1. **Data Bias** - The training data doesn't represent the real world
2. **Algorithm Bias** - The model's assumptions don't match reality
3. **Human Bias** - Prejudices of the people who collect data or design systems

### Types of Bias

| Type | Description | Example |
|------|-------------|----------|
| **Selection Bias** | Training data not representative | Training facial recognition only on certain demographics |
| **Confirmation Bias** | Model reinforces existing patterns | Hiring AI that favors historically hired demographics |
| **Historical Bias** | Past data reflects past inequalities | Loan approval models based on historically discriminatory lending |
| **Measurement Bias** | Data collection method is flawed | Using arrest records as proxy for criminal behavior |

In [None]:
# Demonstrating Data Bias
import numpy as np
from sklearn.linear_model import LinearRegression

# Biased training data - only small numbers!
X_biased = np.array([
    [1, 1],
    [1, 2],
    [2, 1],
    [2, 2],
    [3, 2]
])
y_biased = np.array([2, 3, 3, 4, 5])

biased_model = LinearRegression()
biased_model.fit(X_biased, y_biased)

# Test on data similar to training
print("Testing on data SIMILAR to training data:")
print(f"2 + 2 = {biased_model.predict([[2, 2]])[0]:.2f} (expected: 4)")

# Test on data DIFFERENT from training (larger numbers)
print(f"\nTesting on data DIFFERENT from training data:")
print(f"100 + 100 = {biased_model.predict([[100, 100]])[0]:.2f} (expected: 200)")
print(f"50 + 75 = {biased_model.predict([[50, 75]])[0]:.2f} (expected: 125)")

print(f"\n⚠️ The model was only trained on small numbers!")
print(f"This is DATA BIAS - the training data didn't represent all possible inputs.")

## Ethics in Machine Learning

### Why Ethics Matter

Machine learning models are increasingly used to make decisions that affect people's lives:
- Who gets a loan?
- Who gets hired?
- Who gets parole?
- What medical treatment is recommended?

### Key Ethical Considerations

| Principle | Description | Question to Ask |
|-----------|-------------|------------------|
| **Fairness** | Model treats all groups equitably | Does this model disadvantage any group? |
| **Transparency** | Decisions can be explained | Can we explain WHY a decision was made? |
| **Accountability** | Someone is responsible for outcomes | Who is responsible when the model is wrong? |
| **Privacy** | Personal data is protected | What data does this model use and store? |
| **Safety** | Model doesn't cause harm | What happens if this model makes a mistake? |

### Real-World Examples of ML Ethics Issues

#### 1. Amazon's Hiring Algorithm (2018)
Amazon developed an AI recruiting tool that showed bias against women.

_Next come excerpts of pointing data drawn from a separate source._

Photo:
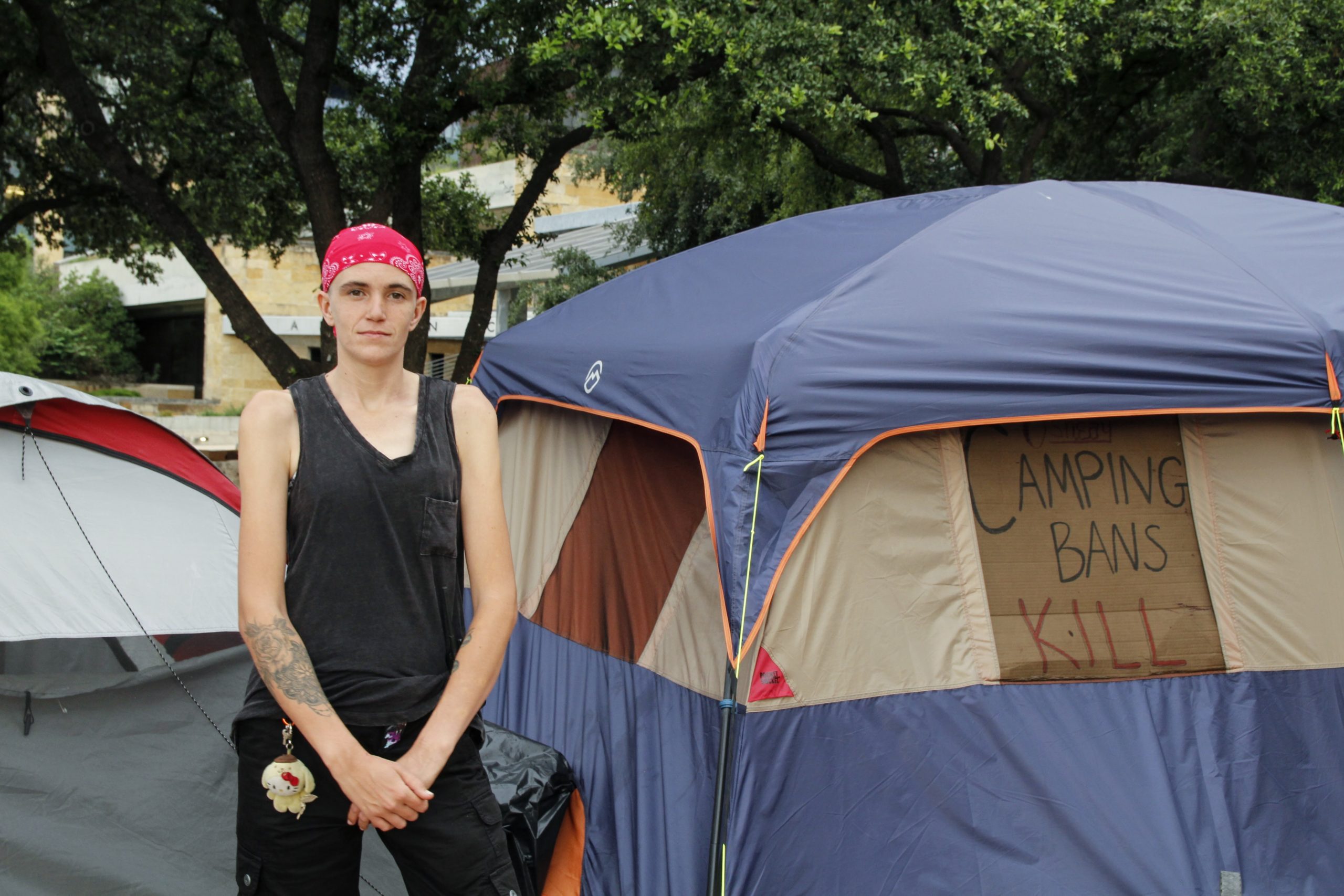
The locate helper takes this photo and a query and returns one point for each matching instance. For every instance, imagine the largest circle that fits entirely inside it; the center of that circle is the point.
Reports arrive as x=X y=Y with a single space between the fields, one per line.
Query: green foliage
x=20 y=328
x=579 y=273
x=797 y=107
x=73 y=330
x=88 y=332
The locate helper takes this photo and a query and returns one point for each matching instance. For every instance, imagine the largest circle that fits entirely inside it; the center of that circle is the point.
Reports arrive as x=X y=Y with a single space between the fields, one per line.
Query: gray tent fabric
x=123 y=787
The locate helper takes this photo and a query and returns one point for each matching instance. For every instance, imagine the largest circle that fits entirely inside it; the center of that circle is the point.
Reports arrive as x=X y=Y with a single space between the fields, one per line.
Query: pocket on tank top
x=438 y=531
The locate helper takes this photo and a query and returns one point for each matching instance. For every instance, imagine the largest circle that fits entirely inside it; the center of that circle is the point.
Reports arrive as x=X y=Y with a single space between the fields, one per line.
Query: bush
x=77 y=330
x=20 y=328
x=89 y=333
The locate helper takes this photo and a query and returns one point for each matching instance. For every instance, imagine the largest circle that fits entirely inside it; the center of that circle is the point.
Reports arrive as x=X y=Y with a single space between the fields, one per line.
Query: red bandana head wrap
x=373 y=244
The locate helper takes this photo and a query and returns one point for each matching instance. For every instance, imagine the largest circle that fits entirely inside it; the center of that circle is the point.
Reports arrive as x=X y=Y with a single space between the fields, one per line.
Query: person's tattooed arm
x=466 y=641
x=282 y=662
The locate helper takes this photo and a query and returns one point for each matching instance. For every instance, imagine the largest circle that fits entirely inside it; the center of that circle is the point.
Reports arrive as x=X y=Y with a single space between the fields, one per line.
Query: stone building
x=188 y=340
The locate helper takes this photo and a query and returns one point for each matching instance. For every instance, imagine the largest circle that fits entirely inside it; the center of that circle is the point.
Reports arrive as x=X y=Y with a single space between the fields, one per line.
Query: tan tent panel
x=685 y=645
x=627 y=543
x=874 y=601
x=548 y=456
x=1268 y=492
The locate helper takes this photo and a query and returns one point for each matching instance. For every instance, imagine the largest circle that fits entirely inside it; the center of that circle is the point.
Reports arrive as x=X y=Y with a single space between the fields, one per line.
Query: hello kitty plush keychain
x=288 y=781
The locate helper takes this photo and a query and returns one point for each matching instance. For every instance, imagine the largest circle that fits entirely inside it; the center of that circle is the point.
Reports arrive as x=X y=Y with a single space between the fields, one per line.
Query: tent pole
x=721 y=779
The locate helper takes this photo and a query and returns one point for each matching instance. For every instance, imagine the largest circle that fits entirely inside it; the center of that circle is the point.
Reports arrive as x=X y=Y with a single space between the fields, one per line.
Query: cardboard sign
x=1089 y=550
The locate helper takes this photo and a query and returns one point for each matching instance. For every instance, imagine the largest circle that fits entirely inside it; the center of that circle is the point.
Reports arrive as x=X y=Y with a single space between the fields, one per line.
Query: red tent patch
x=768 y=680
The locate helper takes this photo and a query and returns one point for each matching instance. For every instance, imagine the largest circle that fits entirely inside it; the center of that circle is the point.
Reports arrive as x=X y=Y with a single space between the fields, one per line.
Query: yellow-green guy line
x=747 y=586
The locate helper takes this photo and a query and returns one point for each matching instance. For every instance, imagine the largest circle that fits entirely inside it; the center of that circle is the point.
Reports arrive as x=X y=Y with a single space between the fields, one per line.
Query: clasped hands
x=385 y=793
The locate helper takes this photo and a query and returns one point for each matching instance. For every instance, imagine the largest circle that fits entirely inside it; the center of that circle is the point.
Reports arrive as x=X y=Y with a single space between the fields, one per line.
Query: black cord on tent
x=27 y=718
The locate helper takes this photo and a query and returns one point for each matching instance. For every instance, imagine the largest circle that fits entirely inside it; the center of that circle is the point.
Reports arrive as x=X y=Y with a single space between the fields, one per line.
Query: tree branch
x=299 y=128
x=496 y=242
x=152 y=201
x=830 y=162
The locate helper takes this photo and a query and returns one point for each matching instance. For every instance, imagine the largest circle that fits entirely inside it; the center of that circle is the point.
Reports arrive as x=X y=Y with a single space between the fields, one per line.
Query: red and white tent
x=94 y=495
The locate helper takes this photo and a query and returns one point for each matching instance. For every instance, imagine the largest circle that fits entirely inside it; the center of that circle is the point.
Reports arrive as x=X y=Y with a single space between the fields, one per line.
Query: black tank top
x=374 y=582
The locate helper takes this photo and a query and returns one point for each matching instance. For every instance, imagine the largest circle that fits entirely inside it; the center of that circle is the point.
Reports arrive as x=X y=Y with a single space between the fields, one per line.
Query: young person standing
x=363 y=493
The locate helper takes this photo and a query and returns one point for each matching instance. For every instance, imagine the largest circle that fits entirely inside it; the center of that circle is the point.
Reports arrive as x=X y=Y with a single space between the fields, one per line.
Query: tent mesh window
x=625 y=546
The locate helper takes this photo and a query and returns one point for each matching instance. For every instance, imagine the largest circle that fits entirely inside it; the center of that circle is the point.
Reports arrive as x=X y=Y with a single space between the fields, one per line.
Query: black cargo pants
x=457 y=848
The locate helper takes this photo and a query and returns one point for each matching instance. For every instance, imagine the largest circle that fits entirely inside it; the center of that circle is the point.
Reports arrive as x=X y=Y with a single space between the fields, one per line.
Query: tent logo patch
x=593 y=378
x=769 y=680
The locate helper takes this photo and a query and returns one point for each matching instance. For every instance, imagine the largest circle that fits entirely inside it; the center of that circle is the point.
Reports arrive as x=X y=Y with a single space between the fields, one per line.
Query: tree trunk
x=409 y=220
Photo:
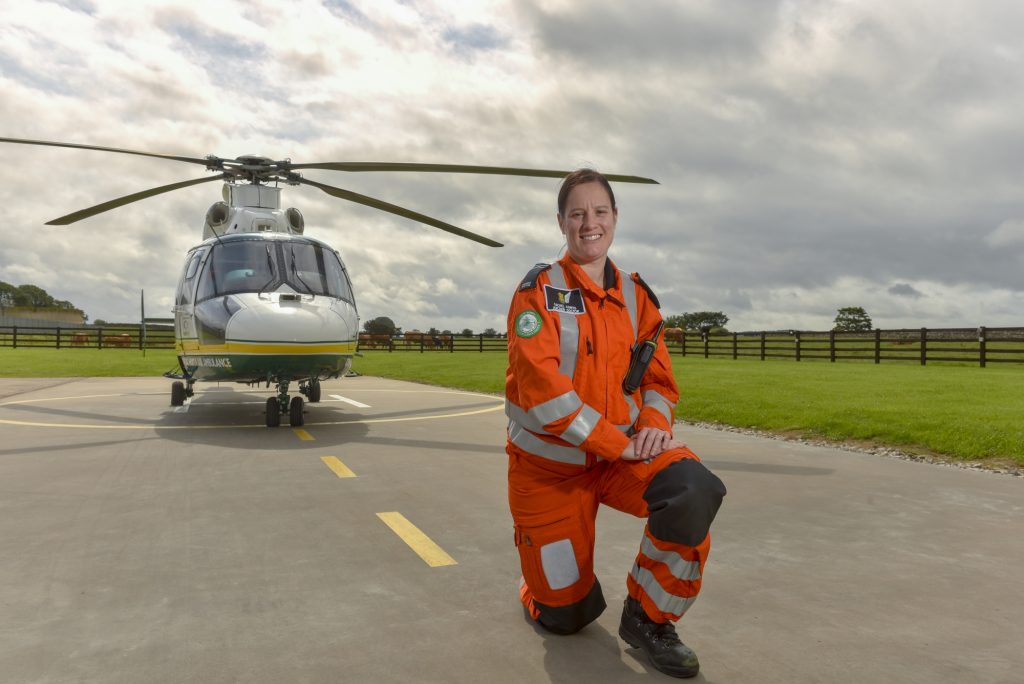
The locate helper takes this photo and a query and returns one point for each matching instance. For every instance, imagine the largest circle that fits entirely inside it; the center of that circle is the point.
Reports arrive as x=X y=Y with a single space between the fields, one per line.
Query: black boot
x=664 y=648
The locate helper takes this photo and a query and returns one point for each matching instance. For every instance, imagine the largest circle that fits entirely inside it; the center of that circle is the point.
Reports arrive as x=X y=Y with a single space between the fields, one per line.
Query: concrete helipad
x=141 y=543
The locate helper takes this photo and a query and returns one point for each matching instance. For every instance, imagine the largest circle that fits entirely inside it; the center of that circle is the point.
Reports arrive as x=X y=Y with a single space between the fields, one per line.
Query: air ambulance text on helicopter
x=258 y=301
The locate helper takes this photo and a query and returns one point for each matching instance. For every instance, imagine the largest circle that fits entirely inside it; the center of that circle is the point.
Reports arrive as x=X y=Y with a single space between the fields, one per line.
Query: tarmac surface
x=142 y=543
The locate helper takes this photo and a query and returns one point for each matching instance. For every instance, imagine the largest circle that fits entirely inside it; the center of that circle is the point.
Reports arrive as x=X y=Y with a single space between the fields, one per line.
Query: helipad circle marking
x=142 y=426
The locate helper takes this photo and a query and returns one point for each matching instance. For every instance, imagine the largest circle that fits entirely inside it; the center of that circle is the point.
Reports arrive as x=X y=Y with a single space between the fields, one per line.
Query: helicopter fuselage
x=259 y=302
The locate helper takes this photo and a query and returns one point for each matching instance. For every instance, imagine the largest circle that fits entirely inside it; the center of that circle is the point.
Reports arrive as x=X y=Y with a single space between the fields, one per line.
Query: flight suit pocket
x=550 y=554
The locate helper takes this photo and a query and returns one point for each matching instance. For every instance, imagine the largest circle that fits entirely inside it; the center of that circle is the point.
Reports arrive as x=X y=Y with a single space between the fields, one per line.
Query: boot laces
x=666 y=632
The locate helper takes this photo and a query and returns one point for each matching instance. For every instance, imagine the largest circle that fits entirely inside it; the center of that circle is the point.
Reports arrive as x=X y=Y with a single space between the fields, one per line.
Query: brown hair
x=579 y=177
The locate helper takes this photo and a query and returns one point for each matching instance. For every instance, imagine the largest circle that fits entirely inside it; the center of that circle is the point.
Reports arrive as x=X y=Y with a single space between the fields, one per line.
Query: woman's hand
x=648 y=442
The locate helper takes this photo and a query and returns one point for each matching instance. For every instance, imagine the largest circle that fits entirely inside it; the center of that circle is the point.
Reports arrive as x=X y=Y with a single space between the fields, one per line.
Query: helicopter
x=259 y=301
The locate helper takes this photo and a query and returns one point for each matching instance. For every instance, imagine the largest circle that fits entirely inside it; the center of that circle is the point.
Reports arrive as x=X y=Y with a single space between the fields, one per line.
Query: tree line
x=848 y=319
x=31 y=296
x=384 y=326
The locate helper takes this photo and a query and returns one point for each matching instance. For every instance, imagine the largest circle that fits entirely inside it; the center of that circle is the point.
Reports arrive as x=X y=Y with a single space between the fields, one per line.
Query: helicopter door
x=184 y=325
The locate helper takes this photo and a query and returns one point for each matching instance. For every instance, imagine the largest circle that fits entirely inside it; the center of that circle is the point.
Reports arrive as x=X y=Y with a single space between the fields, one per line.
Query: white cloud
x=1008 y=233
x=811 y=155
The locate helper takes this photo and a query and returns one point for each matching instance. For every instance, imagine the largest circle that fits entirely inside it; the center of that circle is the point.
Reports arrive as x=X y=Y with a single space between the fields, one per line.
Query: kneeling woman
x=577 y=439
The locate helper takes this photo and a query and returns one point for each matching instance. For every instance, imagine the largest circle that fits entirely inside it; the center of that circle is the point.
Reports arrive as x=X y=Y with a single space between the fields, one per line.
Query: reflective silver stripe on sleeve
x=553 y=410
x=679 y=566
x=630 y=295
x=634 y=409
x=548 y=412
x=569 y=338
x=530 y=443
x=657 y=400
x=666 y=602
x=582 y=426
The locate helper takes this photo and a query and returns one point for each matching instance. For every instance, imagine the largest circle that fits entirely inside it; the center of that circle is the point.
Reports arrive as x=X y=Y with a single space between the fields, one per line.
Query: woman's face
x=589 y=222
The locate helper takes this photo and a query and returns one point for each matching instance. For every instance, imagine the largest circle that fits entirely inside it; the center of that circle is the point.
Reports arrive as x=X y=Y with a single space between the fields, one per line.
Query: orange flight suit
x=569 y=420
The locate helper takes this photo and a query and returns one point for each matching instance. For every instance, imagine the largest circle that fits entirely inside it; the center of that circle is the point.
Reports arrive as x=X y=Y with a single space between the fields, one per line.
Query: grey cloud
x=904 y=290
x=630 y=35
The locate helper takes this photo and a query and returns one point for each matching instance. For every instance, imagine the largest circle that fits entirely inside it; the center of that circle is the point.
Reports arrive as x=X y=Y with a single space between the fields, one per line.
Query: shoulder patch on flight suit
x=528 y=324
x=650 y=293
x=530 y=281
x=564 y=301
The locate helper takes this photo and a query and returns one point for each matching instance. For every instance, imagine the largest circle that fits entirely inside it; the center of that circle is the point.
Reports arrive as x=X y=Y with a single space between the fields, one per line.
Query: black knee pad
x=682 y=501
x=570 y=618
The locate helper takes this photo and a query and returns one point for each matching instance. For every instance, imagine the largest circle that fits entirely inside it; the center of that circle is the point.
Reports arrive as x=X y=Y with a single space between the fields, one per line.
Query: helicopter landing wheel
x=272 y=412
x=177 y=393
x=295 y=412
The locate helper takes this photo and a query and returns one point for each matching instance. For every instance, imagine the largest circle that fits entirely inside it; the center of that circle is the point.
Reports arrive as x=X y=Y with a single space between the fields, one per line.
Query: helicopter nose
x=273 y=322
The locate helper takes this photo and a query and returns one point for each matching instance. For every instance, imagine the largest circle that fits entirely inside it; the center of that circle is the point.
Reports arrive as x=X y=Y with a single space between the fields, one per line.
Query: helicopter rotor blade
x=399 y=211
x=128 y=199
x=189 y=160
x=457 y=168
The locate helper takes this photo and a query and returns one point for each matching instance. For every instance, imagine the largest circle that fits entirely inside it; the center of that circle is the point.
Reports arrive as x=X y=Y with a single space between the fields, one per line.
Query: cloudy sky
x=812 y=155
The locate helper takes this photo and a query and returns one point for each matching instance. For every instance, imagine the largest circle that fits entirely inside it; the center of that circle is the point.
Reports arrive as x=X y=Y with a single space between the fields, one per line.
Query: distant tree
x=31 y=295
x=380 y=326
x=852 y=319
x=698 y=321
x=7 y=292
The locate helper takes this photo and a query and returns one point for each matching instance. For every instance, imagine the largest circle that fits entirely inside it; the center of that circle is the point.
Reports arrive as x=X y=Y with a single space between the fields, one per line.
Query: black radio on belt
x=640 y=359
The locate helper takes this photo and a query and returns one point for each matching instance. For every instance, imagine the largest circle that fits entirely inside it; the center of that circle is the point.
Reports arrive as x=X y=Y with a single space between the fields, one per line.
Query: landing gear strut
x=311 y=390
x=179 y=391
x=275 y=405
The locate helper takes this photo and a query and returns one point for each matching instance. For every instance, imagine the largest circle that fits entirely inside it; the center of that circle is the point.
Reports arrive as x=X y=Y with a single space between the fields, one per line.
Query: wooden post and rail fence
x=980 y=346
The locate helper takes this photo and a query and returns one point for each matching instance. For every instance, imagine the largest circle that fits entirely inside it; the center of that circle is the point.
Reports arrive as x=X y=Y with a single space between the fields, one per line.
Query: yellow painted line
x=154 y=426
x=339 y=468
x=431 y=554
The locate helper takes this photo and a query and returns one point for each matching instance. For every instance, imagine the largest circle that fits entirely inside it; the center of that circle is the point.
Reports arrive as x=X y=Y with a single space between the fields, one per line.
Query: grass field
x=965 y=413
x=79 y=362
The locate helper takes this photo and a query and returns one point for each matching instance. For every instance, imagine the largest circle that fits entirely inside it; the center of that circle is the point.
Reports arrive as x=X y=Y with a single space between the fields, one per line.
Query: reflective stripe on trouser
x=554 y=518
x=666 y=576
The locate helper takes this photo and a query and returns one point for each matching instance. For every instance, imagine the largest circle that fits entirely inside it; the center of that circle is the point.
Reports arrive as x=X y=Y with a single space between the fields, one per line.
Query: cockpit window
x=261 y=265
x=312 y=269
x=236 y=266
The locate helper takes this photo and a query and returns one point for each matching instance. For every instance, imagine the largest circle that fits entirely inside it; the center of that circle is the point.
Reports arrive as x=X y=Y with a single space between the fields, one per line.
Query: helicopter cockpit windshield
x=262 y=265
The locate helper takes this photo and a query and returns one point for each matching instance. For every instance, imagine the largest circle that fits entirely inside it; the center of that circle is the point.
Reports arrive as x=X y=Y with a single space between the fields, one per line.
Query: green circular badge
x=527 y=324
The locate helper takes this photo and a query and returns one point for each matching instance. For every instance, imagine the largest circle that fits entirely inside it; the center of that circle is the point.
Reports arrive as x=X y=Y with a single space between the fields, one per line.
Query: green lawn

The model was trained on 10 years of resumes, which were predominantly from men. The system learned to penalize resumes containing words like "women's" (as in "women's chess club captain").

**Lesson:** Historical bias in training data leads to discriminatory models.

#### 2. COMPAS Recidivism Algorithm
A criminal justice algorithm used in the US to predict the likelihood of reoffending was found to be biased against Black defendants, incorrectly flagging them as higher risk at nearly twice the rate of white defendants.

**Lesson:** Black box algorithms making life-changing decisions need transparency and oversight.

#### 3. Healthcare Algorithm Bias (2019)
A widely-used healthcare algorithm was found to systematically underestimate how sick Black patients were compared to white patients, affecting the care millions received.

**Lesson:** Using proxy variables (like healthcare costs) can encode existing inequalities.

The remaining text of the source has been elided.